Keywords: squid axoplasm ; organelle movement ; calmodulin ; actin filaments ; axonal transport ; Life and Medical Sciences ; Cell & Developmental Biology

Source: Wiley InterScience Backfile Collection 1832-2000

Topics: Biology , Medicine

Notes: It was recently shown that, in addition to the well-established microtubule-dependent mechanism, fast transport of organelles in squid giant axons also occurs in the presence of actin filaments [Kuznetsov et al., 1992, Nature 356:722-725]. The objectives of this study were to obtain direct evidence of axoplasmic organelle movement on actin filaments and to demonstrate that these organelles are able to move on skeletal muscle actin filaments. Organelles and actin filaments were visualized by video-enhanced contrast differential interference contrast (AVEC-DIC) microscopy and by video intensified fluorescence microscopy. Actin filaments, prepared by polymerization of monomeric actin purified from rabbit skeletal muscle, were stabilized with rhodamine-phalloidin and adsorbed to cover slips.
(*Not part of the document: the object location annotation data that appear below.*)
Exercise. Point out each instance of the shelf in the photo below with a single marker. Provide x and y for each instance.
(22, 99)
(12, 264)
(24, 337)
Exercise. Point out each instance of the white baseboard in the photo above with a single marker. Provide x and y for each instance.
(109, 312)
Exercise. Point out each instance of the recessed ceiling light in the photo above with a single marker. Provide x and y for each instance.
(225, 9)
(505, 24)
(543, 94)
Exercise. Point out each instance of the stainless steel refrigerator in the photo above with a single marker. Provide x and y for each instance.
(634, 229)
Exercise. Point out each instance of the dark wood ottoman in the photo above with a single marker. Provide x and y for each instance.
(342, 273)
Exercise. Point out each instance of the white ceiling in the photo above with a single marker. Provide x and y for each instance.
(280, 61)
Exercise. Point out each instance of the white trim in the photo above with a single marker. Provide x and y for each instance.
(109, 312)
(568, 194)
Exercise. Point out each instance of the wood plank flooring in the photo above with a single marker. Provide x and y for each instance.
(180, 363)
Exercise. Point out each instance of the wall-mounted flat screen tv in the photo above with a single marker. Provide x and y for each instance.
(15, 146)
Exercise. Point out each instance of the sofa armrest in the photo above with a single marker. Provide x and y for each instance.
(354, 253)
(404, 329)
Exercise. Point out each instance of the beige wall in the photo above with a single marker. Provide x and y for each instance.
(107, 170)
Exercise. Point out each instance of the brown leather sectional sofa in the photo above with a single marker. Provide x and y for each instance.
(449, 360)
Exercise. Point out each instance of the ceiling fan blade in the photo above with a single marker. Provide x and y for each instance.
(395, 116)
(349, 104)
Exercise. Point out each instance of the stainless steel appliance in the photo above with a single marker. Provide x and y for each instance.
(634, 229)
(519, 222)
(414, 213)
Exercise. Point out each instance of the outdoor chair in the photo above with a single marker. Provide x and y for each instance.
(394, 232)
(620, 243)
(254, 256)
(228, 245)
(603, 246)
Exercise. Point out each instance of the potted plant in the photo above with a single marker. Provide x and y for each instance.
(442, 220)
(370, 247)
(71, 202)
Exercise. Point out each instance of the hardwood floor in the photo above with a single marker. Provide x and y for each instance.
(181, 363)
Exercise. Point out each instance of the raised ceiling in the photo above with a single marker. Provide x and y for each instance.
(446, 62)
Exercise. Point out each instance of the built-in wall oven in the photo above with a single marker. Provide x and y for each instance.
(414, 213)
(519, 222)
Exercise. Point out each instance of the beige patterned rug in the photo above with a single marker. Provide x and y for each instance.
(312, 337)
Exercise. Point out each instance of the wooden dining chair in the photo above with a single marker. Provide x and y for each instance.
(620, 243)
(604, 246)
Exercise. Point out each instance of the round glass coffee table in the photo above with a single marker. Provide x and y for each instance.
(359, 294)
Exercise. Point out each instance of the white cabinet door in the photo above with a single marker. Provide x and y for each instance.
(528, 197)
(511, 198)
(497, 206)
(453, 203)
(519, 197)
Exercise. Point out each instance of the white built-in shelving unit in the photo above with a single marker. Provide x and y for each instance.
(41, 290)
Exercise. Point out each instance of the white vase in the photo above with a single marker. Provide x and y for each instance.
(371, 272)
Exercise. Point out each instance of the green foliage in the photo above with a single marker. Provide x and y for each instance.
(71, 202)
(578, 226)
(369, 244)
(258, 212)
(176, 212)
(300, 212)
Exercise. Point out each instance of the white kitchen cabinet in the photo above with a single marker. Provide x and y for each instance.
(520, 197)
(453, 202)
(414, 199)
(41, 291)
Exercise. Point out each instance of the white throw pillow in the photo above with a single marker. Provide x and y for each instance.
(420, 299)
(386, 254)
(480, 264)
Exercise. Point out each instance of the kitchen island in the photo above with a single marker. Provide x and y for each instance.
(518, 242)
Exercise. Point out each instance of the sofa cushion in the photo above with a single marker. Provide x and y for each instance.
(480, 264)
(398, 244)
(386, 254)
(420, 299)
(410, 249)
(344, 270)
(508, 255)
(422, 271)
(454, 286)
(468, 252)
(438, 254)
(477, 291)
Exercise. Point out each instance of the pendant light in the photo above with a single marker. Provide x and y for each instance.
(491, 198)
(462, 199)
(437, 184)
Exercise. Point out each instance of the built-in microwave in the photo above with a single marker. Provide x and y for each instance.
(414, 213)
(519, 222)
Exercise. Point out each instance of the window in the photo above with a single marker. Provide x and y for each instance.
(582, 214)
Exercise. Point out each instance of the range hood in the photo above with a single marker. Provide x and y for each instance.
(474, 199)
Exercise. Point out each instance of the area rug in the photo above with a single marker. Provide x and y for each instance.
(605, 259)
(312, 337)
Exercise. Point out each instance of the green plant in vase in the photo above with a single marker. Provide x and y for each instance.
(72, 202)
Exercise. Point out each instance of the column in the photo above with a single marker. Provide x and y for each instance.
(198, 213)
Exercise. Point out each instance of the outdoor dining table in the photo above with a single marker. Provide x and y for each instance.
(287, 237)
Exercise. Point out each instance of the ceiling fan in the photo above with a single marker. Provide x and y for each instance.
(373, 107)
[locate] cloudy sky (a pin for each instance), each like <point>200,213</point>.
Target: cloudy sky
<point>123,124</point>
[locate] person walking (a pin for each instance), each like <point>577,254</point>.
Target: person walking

When axoplasm was extruded on these cover slips in the buffer containing cytochalasin B that prevents the formation of endogenous axonal actin filaments, organelles were observed to move at the fast transport rate. Also, axoplasmic organelles were observed to move on bundles of actin filaments that were of sufficient thickness to be detected directly by AVEC-DIC microscopy. The range of average velocities of movement on the muscle actin filaments was not statistically different from that on axonal filaments. The level of motile activity (number of organelles moving/min/field) on the exogenous filaments was less than on endogenous filaments probably due to the entanglement of filaments on the cover slip surface. We also found that calmodulin (CaM) increased the level of motile activity of organelles on actin filaments. In addition, CaM stimulated the movement of elongated membranous organelles that appeared to be tubular elements of smooth endoplasmic reticulum or extensions of prelysosomes. These studies provide the first direct evidence that organelles from higher animal cells such as neurons move on biochemically defined actin filaments. © 1994 Wiley-Liss, Inc.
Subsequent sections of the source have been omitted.